Chapter 4 Updates to the Law

Privity
Untitled Document

Chapter 4: Privity

 

4.1.6.2. Damages for the loss of the third party

p. 187-188 on the Albazero exception
In Swynson Ltd v Lowick Rose LLP [2017] UKSC 32, the Supreme Court clarified the scope of the narrower Albazero exception and the broad ground in Alfred McAlpine v Panatown [2001] 1 AC 518.  In 2006, S had lent money to another company (E), relying on a negligent due diligence report prepared by the accountants. E experienced financial difficulties. S lent more money in 2007, and again in 2008. S's owner H later undertook a refinancing exercise. He supplied funds to E, which repaid the 2006 and 2007 loans to S, leaving only the 2008 loan outstanding. The monies H had supplied to E were now due to him personally. Neither the 2008 loan nor the refinancing loan was repaid. Can S sue the accountant to recover H’s loss?
Lord Sumption (with whom Lord Neuberger, Lord Clarke and Lord Hodge agreed) held that: the principle of transferred loss had previously been recognised only where a promisee suffered loss as the intended transferee of property affected by the breach. There was much to be said for it not to be limited to cases where the loss related to transferred property. However, the principle could not apply:

  • on the narrow ground of Albazero as H did not suffer loss ‘in his capacity as owner of property’ or because S did not contract with the accountant on behalf of H; nor
  • on the broader ground as it was no ‘part of the object of the contract to benefit H.

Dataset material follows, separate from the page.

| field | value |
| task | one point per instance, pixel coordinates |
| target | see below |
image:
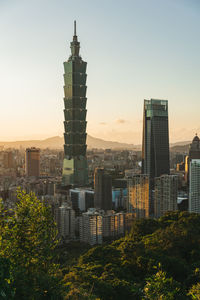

H’s loss arose out of the refinancing, which had nothing to do with the accountants and did not arise out of their breach. Moreover, H has a direct right of action to recover the loan. Lord Sumption said, at [16]:

‘… the principle of transferred loss, whether in its broader or narrower form, is an exception to a fundamental principle of the law of obligations and not an alternative to that principle. All of the modern case law on the subject emphasises that it is driven by legal necessity. It is therefore an essential feature of the principle that the recognition of a right in the contracting party to recover the third party's loss should be necessary to give effect to the object of the transaction and to avoid a "legal black hole", in which in the anticipated course of events the only party entitled to recover would be different from the only party which could be treated as suffering loss …. That is why… it is not available if the third party has a direct right of action for the same loss, on whatever basis.’